Лукьяненко, еле сдерживая смех, ответил как ни в чем не бывало:

– Если ты не у дел, могу устроить и тебя.

Пономарев встал и готов был плюнуть в лицо предателя, но сдержался и резко сказал:

– Гусь свинье не товарищ! – и направился к двери.

Лукьяненко, смеясь, удержал его за руку:

– Погоди, Иосиф! Не горячись…

Пономарев невольно опустился на место.

Звякнул дверной колокольчик, и тут же заглянул Ягуб Мамедов.

– Шура пришла, – сказал он.

– Пусть войдет, – кивнул Лукьяненко и пояснил все еще хмурому Пономареву: – Наша "ходячая касса".

Вошла красивая молодая женщина, настороженно посмотрела на Пономарева.

– Свой, – успокоил ее Лукьяненко. – Принесла?

Шура отвернулась к стене и извлекла из-под чулка стопку новеньких николаевских ассигнаций. Лукьяненко и Шура заговорили негромко. Пономарев все больше недоумевал, слыша известные ему фамилии бакинских большевиков: кто же он на самом деле, этот "господин Титорец"?

Шура ушла. Пономарев вопросительно посмотрел на Лукьяненко.
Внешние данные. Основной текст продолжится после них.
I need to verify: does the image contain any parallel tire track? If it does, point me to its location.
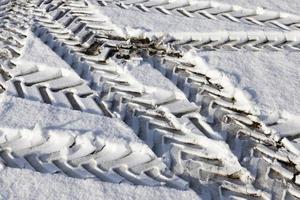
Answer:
[0,1,300,199]
[0,127,188,189]
[28,1,270,196]
[98,0,300,30]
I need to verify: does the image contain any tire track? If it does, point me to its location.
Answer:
[0,127,188,189]
[3,1,299,199]
[161,31,300,51]
[29,0,268,196]
[98,0,300,30]
[39,1,299,199]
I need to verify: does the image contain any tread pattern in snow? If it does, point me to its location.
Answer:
[0,0,300,199]
[0,127,188,189]
[98,0,300,30]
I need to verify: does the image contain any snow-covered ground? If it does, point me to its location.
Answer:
[0,0,300,200]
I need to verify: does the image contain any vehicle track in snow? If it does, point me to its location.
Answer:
[0,127,188,189]
[2,1,300,199]
[98,0,300,30]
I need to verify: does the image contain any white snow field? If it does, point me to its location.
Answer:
[0,0,300,200]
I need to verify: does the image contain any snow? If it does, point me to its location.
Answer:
[0,168,200,200]
[0,0,300,200]
[0,95,140,143]
[89,0,276,36]
[199,51,300,119]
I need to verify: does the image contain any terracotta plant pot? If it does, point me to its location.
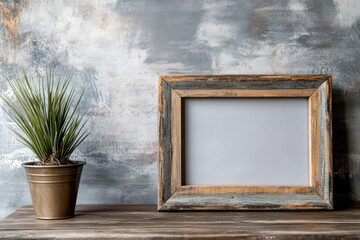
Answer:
[22,161,86,219]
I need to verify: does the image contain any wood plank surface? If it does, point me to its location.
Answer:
[0,205,360,239]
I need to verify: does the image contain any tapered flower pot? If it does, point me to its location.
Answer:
[22,161,86,219]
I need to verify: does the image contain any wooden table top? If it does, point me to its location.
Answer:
[0,205,360,239]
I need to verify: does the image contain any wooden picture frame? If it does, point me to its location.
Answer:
[158,75,333,211]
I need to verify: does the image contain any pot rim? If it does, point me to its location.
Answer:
[21,161,86,168]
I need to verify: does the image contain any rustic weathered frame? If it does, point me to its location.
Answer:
[158,75,333,211]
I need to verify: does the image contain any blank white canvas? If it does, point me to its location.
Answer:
[185,98,309,186]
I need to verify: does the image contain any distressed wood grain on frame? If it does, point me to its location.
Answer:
[158,75,333,211]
– Взятку надо дать, – кивнул Лукьяненко на деньги. – Спасать товарищей. Портовые полицейские придрались при осмотре рыбницы; говорят, смешно, что вы берете с собой пять пудов муки и два мешка сухарей. Для поездки в Персию, говорят, столько запасов не нужно. Ну и потащили всю команду рыбницы в портовый участок. А в рыбнице припрятаны бидоны с пятьюстами пудов бензина Миронычу "на зажигалку".

– Ничего не понимаю, кто же ты, Анатолий? – наконец спросил Пономарев.
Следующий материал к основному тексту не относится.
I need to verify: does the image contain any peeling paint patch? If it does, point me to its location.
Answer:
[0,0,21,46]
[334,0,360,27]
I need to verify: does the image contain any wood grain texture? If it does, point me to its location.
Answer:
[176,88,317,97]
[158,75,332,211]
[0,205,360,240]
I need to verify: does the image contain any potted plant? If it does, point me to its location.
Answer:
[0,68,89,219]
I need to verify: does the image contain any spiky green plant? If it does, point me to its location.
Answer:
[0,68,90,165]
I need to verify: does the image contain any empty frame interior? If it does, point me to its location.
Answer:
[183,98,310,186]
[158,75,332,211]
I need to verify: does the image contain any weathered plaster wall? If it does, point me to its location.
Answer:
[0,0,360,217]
– Ах, Иосиф, – обнял его Лукьяненко. – Кто я, спрашиваешь? Я технический организатор Особой морской экспедиции, созданной Бакинским бюро Кавкрайкома для тайной морской связи с Астраханью. Готовим и отправляем лодки с нефтью в Астрахань, принимаем оттуда лодки с оружием.

– А как же артель?

– Работаем, работаем! Как видишь, дел много. Вот почему крайком не отпустил меня в Ленкорань. Но он помнит и все время думает о вас. На днях к вам выедет группа товарищей во главе с Мустафой Кулиевым.

– Кто это?

– Сильный работник. Недавно вернулся из Киева, там он учился в университете, был председателем мусульманской секции Киевского городского комитета партии.

– Ты можешь свести меня с ним?

– Устроим. Еще кое с кем познакомлю, – обещал Лукьяненко.
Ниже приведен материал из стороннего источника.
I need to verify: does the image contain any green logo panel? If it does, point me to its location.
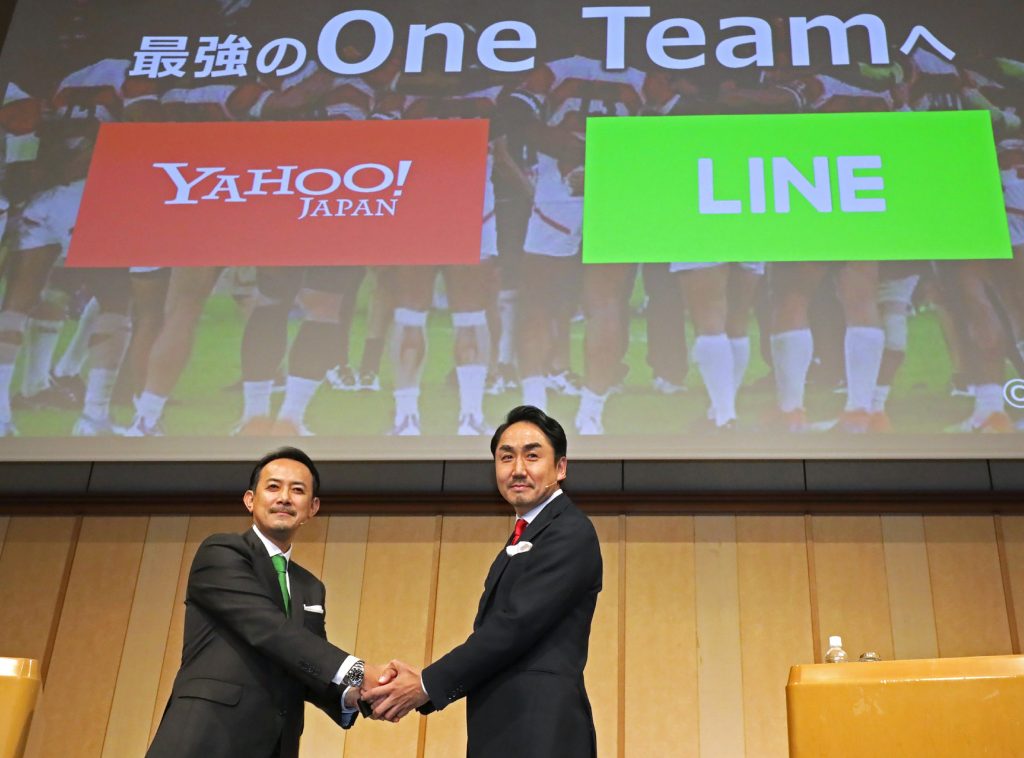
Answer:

На следующий день, встретившись в условленном месте, Лукьяненко повел Пономарева по тесной и душной Армянской улице, застроенной двух– и трехэтажными домами с претензией на роскошь. Это был район обеспеченных горожан, преимущественно врачей: что ни подъезд, то табличка с фамилией терапевта, стоматолога, венеролога. Дойдя до угла Каменистой улицы, Лукьяненко свернул вправо, вошел в подъезд дома № 144, поднялся на второй этаж, позвонил. Дверь чуть приоткрылась, пожилая азербайджанка выглянула в щель и, узнав Лукьяненко, спокойно сбросила цепочку.

– Заходи, заходи, сынок, – приветливо закивала она седой головой. – Гамид ждет вас.

Войдя в комнату, Пономарев стал с нескрываемым интересом разглядывать двух мужчин, поднявшихся из-за стола: Гамида Султанова и Дадаша Буниатзаде. Лукьяненко сообщил ему по дороге, к кому они идут.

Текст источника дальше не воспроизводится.